My eu polecat Bandit loves this new cat teaser I brought for her and the ferrets, the ferrets aren't interested in it at all but Bandit loves playing tug of war with it and will rag doll it too


----------



## noushka05 (Mar 28, 2008)

lol So cute! Hes a gorgeous looking fella. Bandit has got a much darker mask than Jango has.


----------



## Frolicking Ferrets (Mar 1, 2016)

noushka05 said:


> lol So cute! Hes a gorgeous looking fella. Bandit has got a much darker mask than Jango has.

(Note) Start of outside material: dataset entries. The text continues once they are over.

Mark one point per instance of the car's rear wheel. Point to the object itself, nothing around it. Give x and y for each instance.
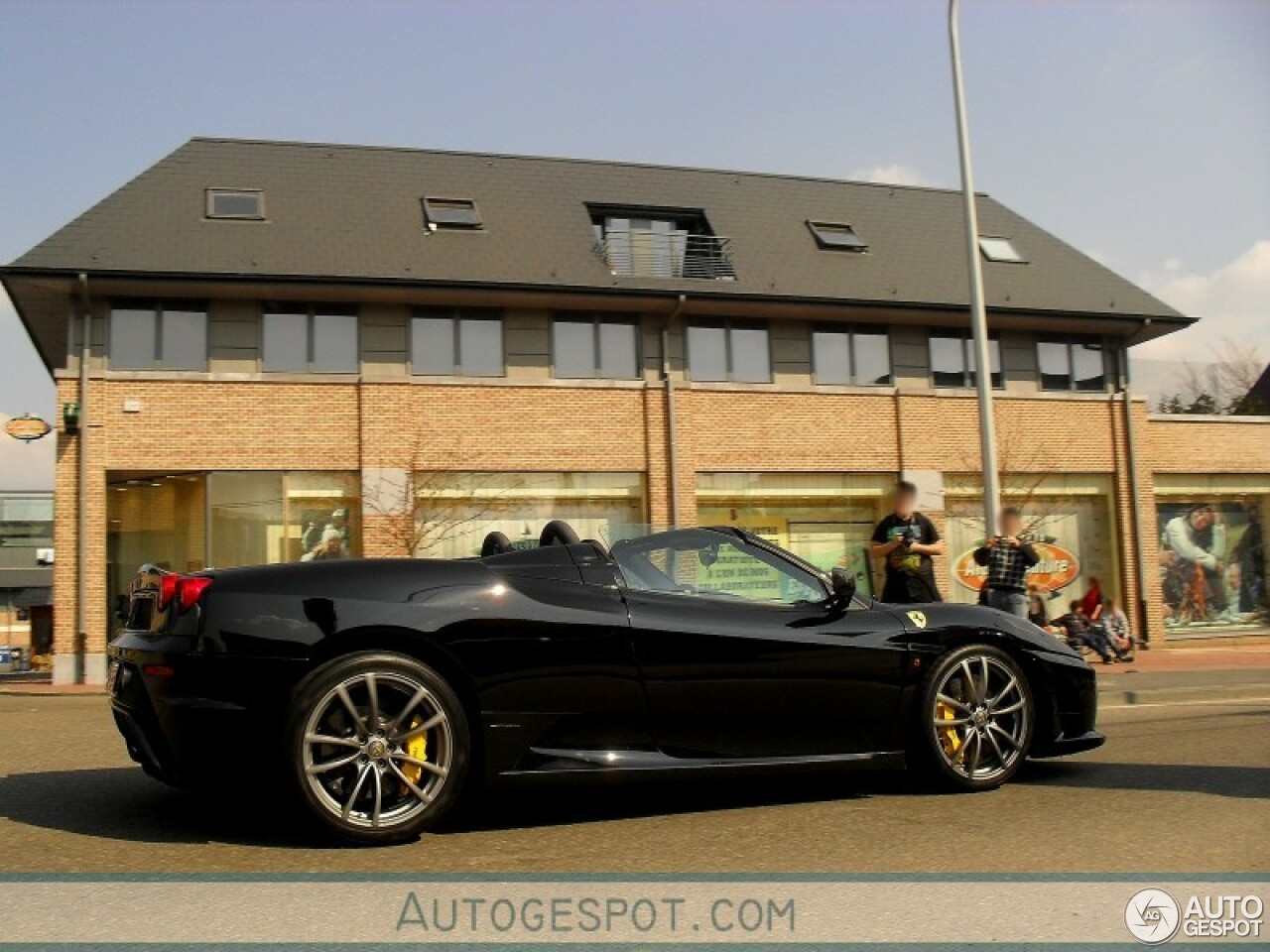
(379, 747)
(976, 719)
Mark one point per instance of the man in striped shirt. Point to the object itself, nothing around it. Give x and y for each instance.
(1007, 558)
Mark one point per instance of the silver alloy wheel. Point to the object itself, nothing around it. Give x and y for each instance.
(980, 717)
(359, 748)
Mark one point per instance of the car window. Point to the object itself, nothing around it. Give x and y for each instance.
(710, 565)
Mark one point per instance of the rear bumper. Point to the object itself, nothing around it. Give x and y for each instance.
(183, 714)
(1065, 746)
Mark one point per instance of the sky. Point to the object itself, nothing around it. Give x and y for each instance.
(1138, 132)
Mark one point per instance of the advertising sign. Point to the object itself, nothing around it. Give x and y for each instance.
(1057, 569)
(1211, 563)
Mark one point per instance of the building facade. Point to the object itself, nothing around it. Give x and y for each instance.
(27, 572)
(273, 350)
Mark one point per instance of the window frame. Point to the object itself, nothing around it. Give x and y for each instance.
(966, 339)
(312, 311)
(211, 193)
(597, 321)
(851, 331)
(158, 307)
(829, 236)
(728, 326)
(456, 316)
(436, 217)
(1070, 343)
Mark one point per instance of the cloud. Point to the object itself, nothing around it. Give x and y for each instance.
(893, 175)
(1232, 302)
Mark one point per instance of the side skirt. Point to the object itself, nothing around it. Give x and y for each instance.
(556, 762)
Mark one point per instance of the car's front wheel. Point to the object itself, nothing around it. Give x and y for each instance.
(379, 747)
(975, 721)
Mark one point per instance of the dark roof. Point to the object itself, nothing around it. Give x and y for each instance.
(1257, 399)
(354, 212)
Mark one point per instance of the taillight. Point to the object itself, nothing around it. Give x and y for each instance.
(182, 590)
(189, 592)
(168, 589)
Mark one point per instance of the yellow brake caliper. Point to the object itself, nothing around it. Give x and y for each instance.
(949, 738)
(416, 748)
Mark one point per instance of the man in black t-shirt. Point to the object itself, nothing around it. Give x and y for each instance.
(907, 539)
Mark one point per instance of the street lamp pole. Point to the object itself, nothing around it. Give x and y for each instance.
(978, 312)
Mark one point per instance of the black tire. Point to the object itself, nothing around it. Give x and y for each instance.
(966, 738)
(391, 772)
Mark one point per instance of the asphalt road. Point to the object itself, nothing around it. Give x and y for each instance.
(1182, 785)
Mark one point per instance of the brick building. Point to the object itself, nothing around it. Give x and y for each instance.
(390, 350)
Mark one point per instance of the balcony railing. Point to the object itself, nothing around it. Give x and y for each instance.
(649, 254)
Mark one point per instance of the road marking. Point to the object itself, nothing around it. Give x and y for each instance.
(1245, 701)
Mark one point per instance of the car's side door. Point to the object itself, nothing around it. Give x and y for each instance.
(748, 657)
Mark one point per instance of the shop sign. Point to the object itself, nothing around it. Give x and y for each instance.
(27, 428)
(1057, 569)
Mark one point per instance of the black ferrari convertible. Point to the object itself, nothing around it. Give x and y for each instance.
(384, 687)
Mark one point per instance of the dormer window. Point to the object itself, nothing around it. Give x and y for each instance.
(243, 203)
(661, 243)
(451, 213)
(837, 236)
(998, 249)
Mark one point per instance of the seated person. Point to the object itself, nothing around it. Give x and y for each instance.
(1116, 625)
(1082, 633)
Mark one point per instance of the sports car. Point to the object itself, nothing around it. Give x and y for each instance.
(379, 689)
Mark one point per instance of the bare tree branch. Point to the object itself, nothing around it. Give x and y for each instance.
(436, 499)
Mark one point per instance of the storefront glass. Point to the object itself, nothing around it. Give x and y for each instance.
(261, 518)
(453, 512)
(826, 518)
(187, 522)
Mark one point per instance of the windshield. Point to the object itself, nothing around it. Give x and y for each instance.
(714, 563)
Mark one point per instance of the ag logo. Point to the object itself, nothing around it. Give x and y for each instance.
(1152, 915)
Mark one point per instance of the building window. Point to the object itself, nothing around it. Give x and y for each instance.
(458, 213)
(235, 203)
(998, 249)
(837, 236)
(299, 338)
(1071, 365)
(457, 344)
(729, 352)
(842, 357)
(661, 244)
(952, 361)
(158, 335)
(593, 347)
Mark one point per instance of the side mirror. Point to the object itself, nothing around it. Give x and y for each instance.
(843, 587)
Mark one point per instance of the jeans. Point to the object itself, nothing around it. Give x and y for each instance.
(1010, 602)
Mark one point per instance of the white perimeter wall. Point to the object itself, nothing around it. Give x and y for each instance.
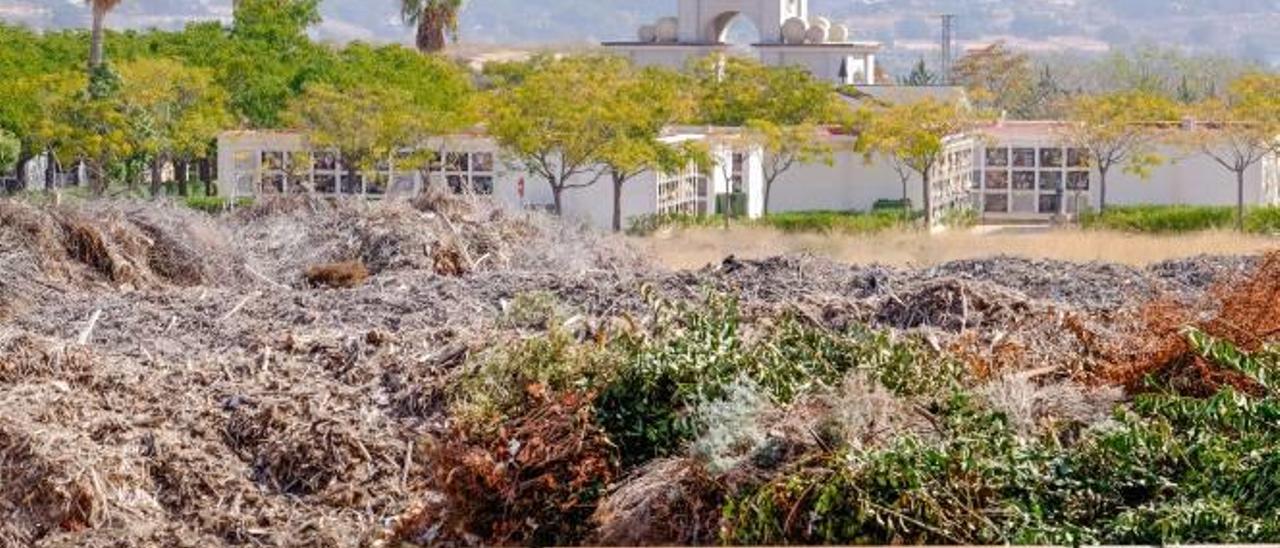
(1183, 179)
(850, 183)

 Bandit may be cute but she's known for biting so she's the one that people handle with extreme caution because she's very unpredictable sometimes, likely because a she isn't a ferret and she's naturally more aggressive. Her mask is darker because she's a European polecat, she goes jet black in the summer.


----------



## noushka05 (Mar 28, 2008)

So sorry for calling Bandit a he. We used to have a boy rabbit called Bandit, I guess thats why I assumed she too was also a boy. She is an absolute stunner!. I wouldnt have the confidence to handle her though lol. I was wary of handling these two at first. I would never have allowed them to play with hands, but now I tickle them when they're playing & rolling on their backs. Hope I haven't got too complacent lol


----------



## Frolicking Ferrets (Mar 1, 2016)

Don't worry about it  Plenty of people have mistaken her for a hob because of her name.


----------